Dili mercan, dizi mercan, dişi mercan
Yoluna bir can koyduğum
Gökte ararken yerde bulduğum
Karadutum, çatal karam, çingenem
Daha nem olacaktın bir tanem
Gülen ayvam, ağlayan narımsın
Kadınım, kısrağım, karımsın.
2. Arkadaş Dökümü
Evvela dişlerimiz döküldü
Sonra saçlarımız
Arkasından birer birer arkadaşlarımız
Şu canım dünyanın orta yerinde
Yalnız başına yapayalnız
Kırılmış kolumuz, kanadımız
Tatlı canımızdan usanmışız
Bir şüphedir sarmış yüreğimizi
Ya kendini aldatıyor demişiz ya bizi
Bir şüphedir demir atmış ciğerimize
Pamuk ipliği ile bağlamışlar bizi
Düğüm üstüne düğüm şöyle dursun
Bir çalım bir kurum hepimizde
Nereden inceyse oradan kopsun
Bu canım dünyanın orta yerinde
Hayvanlar kadar bağlanamamışız birbirimize
Yalan mı? Gözünü sevdiğim karıncalar
İşte: Hamsiler sürü sürü
Arılar bölük bölük geçer
Leylekler tabur tabur
Ya bizler? Eşref-i mahlukat!
Boğazımıza kadar kendi murdar karanlığımıza gömülmüşüz
Bizler bölük bölük, bizler tabur tabur
Bizler sürü sepet
Yalnız birbirimizi öldürmüşüz
3. Çakıl
Seni düşünürken
Bir çakıl taşı ısınır içimde
Bir kuş gelir yüreğimin ucuna konar
Bir gelincik açılır ansızın
Bir gelincik sinsi sinsi kanar
Seni düşünürken
Bir erik ağacı tepeden tırnağa donanır
Deliler gibi dönmeğe başlar
Döndükçe ufalır küçülür
Masmavi bir erik kesilir ağzımda
Seni düşünürken
Bir çakıl taşı ısınır içimde.
4. Sevgi Üstüne
Bütün kitapları yakmalı
Sevda üstüne ne söylemişlerse yalandır
Kitaplara göre insan
Karanlıkta yüzüne bin mumluk lâmba tutulmuş
Gözleri, yüreği kamaşmış insandır
Aptaldır, hastadır, kahramandır
Bütün kitapları yakmalı
Sevda üstüne ne söylemişlerse yalandır.
İçinde bir tek suret yaşayan yüreğe yürek mi derler
Bir tek yaprak veren dalın boynunu vururlar
Bir tek meyve veren dalı keserler
İnsan dediğin bir buğday tarlası gibi olmalı
Esti mi rüzgâr bir değil milyonlar için esmeli
Gel çıkalım sevgilim gel
Gel kurtaralım birler hanesinden
Açalım yüreğimizin kapılarını sonuna kadar
Sevelim sevelim sevelim
Sevebileceğimiz kadar.
5. Gitti Gidecek
Sevmek
Güzel meslek
Ama zor
Can dayanıyor
Dayanmasına
Ama yürek
Gitti gidecek
6. Eskici
Eskiden yeterdim kendime
Artardım bile
Şimdi ne yapsam nafile! ...
Ve
Kim demiş 'can eskimez' diye
Bu can tedirgin tende
Can da eskimiş
Ben de..
7. Sitem
Önde zeytin ağaçları arkasında yar
Sene 1946
Mevsim
Sonbahar
Önde zeytin ağaçları neyleyim neyleyim
Dalları neyleyim.
Yar yollarına dökülmedik dilleri neyleyim.

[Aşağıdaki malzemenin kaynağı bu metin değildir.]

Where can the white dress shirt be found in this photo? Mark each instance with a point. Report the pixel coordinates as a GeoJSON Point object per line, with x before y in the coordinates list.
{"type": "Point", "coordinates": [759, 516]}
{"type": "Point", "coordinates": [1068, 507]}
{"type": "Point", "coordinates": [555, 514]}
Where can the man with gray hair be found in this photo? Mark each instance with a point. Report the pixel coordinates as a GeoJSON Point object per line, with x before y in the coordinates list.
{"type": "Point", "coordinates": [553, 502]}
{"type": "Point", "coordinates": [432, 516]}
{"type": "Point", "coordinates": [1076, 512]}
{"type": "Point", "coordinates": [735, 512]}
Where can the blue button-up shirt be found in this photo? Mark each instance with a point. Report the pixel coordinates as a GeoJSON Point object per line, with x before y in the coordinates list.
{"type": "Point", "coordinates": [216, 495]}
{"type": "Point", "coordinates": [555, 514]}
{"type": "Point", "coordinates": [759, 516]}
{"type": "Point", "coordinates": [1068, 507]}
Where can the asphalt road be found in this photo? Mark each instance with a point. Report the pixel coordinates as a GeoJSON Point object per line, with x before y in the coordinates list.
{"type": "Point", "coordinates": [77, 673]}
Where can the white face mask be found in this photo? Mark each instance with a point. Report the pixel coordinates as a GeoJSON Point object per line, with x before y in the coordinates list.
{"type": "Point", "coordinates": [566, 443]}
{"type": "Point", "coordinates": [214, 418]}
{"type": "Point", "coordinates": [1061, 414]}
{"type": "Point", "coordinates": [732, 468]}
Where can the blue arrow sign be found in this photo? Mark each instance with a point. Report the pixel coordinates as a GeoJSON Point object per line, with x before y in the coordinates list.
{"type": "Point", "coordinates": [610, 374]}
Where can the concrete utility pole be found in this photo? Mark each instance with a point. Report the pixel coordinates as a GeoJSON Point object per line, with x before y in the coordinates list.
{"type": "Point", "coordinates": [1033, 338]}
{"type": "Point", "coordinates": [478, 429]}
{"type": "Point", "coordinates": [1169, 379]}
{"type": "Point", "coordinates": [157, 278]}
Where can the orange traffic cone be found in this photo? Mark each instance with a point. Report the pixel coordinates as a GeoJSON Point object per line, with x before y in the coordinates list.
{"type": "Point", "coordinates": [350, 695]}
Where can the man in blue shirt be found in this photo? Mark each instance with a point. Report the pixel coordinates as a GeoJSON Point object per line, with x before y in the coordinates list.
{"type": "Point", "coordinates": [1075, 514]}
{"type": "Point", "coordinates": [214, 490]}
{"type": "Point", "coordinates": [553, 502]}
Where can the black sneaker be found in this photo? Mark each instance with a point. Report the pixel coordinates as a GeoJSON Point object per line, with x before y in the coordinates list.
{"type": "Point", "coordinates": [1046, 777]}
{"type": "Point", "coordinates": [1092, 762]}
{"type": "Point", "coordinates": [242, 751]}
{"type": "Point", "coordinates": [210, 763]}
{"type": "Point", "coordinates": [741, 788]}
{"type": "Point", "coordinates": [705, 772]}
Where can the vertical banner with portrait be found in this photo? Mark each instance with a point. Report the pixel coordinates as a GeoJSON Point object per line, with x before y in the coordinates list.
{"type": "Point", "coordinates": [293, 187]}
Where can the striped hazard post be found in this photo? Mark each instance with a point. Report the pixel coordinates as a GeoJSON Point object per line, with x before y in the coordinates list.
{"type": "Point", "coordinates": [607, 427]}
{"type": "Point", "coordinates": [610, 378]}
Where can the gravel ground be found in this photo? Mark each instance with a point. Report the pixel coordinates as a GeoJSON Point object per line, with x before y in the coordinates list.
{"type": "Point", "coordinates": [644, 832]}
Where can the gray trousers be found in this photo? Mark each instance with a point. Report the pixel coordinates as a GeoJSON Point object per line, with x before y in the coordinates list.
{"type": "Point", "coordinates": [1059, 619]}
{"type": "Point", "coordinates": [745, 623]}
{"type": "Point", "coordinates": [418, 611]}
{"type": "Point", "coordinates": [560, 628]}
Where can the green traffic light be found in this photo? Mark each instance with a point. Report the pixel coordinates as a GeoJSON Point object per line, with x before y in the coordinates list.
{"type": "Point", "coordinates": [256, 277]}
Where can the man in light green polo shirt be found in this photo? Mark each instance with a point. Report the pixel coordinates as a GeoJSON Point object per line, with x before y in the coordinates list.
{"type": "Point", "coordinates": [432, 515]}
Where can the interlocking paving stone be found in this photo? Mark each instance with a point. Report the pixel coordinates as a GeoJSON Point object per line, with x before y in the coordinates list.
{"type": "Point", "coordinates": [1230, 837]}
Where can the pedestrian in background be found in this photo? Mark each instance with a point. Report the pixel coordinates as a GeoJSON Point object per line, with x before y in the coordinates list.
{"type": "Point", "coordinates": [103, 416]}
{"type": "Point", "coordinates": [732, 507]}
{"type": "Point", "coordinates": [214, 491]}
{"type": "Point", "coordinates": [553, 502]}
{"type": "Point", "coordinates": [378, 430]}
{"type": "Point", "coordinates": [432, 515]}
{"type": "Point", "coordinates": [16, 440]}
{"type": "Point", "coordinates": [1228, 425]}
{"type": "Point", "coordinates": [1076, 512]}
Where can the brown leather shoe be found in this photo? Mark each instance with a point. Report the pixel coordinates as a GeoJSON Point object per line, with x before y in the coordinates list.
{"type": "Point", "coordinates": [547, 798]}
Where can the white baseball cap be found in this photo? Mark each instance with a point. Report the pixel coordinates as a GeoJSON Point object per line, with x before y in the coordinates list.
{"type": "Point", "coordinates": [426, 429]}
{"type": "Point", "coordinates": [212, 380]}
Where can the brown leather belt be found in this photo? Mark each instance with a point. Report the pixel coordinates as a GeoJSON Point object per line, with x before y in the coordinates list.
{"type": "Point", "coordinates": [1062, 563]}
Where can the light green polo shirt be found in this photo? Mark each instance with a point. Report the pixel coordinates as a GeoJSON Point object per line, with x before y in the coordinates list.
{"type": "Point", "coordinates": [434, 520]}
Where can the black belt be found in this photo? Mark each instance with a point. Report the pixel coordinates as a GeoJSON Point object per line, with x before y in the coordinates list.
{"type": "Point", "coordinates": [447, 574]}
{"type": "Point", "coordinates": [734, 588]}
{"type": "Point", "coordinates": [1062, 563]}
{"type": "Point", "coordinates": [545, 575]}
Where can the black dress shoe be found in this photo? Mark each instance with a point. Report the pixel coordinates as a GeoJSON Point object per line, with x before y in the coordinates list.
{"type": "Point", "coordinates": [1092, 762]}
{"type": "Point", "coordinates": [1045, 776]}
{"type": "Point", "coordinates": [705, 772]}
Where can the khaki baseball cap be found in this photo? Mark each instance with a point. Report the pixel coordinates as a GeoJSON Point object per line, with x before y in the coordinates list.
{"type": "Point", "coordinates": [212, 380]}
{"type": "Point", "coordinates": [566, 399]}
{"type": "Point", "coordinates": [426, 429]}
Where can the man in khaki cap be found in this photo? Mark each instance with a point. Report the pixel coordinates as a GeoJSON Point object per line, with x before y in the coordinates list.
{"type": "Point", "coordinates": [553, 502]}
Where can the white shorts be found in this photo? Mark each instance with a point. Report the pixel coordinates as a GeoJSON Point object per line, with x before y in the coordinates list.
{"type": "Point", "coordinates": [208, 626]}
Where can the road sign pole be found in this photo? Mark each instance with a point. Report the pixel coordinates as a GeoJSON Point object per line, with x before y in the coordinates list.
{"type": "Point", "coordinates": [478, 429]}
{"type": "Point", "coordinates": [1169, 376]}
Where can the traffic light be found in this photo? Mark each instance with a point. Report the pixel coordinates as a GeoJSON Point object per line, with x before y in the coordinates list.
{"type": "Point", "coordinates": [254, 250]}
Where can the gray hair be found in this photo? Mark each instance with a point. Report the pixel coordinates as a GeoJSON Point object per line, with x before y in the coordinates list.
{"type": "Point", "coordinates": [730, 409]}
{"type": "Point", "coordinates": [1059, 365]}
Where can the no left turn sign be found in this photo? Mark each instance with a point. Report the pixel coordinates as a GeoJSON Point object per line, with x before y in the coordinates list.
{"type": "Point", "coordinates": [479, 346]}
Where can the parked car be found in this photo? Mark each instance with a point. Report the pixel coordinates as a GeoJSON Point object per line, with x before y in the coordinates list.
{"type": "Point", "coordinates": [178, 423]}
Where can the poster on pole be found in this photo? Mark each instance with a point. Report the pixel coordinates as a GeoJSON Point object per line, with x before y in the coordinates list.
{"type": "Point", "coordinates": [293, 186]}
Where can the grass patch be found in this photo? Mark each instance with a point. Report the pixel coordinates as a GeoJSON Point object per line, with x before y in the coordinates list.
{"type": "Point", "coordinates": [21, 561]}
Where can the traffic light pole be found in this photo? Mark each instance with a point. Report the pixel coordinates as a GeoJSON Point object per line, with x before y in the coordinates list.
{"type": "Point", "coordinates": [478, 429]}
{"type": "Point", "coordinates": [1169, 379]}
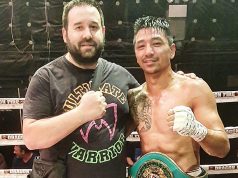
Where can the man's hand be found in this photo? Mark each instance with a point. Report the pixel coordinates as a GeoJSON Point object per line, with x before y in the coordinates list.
{"type": "Point", "coordinates": [92, 105]}
{"type": "Point", "coordinates": [182, 120]}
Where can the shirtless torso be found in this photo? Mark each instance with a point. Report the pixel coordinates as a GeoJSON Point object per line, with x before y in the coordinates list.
{"type": "Point", "coordinates": [150, 112]}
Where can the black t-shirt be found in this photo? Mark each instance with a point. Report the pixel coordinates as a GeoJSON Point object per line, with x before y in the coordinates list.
{"type": "Point", "coordinates": [97, 148]}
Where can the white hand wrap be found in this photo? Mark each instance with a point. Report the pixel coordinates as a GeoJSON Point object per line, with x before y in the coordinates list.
{"type": "Point", "coordinates": [186, 124]}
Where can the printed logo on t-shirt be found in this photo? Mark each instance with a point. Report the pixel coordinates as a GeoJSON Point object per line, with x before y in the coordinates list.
{"type": "Point", "coordinates": [97, 156]}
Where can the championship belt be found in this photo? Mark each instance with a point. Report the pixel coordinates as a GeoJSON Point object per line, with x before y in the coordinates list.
{"type": "Point", "coordinates": [156, 165]}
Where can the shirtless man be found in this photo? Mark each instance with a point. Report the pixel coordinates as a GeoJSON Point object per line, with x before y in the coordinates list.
{"type": "Point", "coordinates": [175, 115]}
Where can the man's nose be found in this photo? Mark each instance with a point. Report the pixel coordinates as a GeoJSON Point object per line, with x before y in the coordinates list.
{"type": "Point", "coordinates": [87, 33]}
{"type": "Point", "coordinates": [149, 50]}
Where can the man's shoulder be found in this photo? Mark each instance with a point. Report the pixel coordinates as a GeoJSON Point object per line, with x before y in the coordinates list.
{"type": "Point", "coordinates": [51, 65]}
{"type": "Point", "coordinates": [194, 86]}
{"type": "Point", "coordinates": [136, 91]}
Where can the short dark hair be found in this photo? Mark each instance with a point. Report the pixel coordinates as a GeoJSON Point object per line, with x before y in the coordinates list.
{"type": "Point", "coordinates": [75, 3]}
{"type": "Point", "coordinates": [158, 23]}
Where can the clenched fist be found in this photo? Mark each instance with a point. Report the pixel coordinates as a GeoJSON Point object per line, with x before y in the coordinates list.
{"type": "Point", "coordinates": [92, 105]}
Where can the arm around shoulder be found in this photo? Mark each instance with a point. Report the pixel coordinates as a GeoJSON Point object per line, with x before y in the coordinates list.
{"type": "Point", "coordinates": [216, 142]}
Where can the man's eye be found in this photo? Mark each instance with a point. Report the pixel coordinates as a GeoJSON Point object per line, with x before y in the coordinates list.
{"type": "Point", "coordinates": [140, 47]}
{"type": "Point", "coordinates": [157, 44]}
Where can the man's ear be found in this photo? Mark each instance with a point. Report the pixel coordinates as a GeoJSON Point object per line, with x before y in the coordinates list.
{"type": "Point", "coordinates": [173, 50]}
{"type": "Point", "coordinates": [64, 34]}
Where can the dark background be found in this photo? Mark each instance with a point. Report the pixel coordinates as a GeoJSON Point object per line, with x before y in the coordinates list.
{"type": "Point", "coordinates": [206, 39]}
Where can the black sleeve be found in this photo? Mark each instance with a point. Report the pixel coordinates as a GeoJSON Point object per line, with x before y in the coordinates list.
{"type": "Point", "coordinates": [37, 102]}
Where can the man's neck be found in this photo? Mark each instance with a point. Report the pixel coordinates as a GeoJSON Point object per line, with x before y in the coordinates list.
{"type": "Point", "coordinates": [82, 66]}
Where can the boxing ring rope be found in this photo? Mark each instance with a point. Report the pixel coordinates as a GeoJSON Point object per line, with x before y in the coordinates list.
{"type": "Point", "coordinates": [17, 139]}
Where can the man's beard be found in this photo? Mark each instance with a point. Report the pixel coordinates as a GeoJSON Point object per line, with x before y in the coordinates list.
{"type": "Point", "coordinates": [83, 58]}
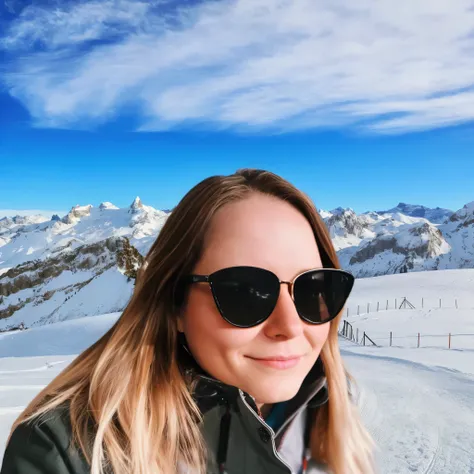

Yar yar!.. Seni kara saplı bir bıçak gibi sineme sapladılar
Sevda değil bu bir hışım
Gel gör beni darmadağın
Tel tel çözülüp kalmışım.
Yar yar
Canımın çekirdeğinde diken
Gözümün bebeğinde sitem var
8. Aşık Veysel'e Selam
İki gözünde iki zindan
On parmağında on çeşme nur
Yüreği yanmış tutuşmuş
Sıvas'tan bir aşık gelir.
Kara diken tırmalama yüzünü
Deli poyraz köstekleme hızını
Dağlar taşlar incitmeyin dizini
Yedisinde kaybetmiş iki gözünü
Sıvas'tan Aşık Veysel gelir.
Sekizinde düzenlemiş sazını
Dokuzunda düşmüş garip yollara
Sazına banmış sözünü
Acısını, sızısını ekmeğine katık etmiş
Pençe vurup sarı teli inletmiş
Yol verin ağalar yol verin beyler
Bu gelene Veysel derler.
9. Sana Büyük Şehirlerden Bahsedeceğim
sana büyük şehirlerden bahsedeceğim.
en büyük camiler orada kurulur,
en küçük mezarlar orada kazılır
en kara yazılar orda dizilir.
yüksek minarelerde sela verilir,
civar hanelerde zina edilir.
büyük şehirlerde yalan söylenir,
halbuki küçük köylerin mezarlığı bile yoktur.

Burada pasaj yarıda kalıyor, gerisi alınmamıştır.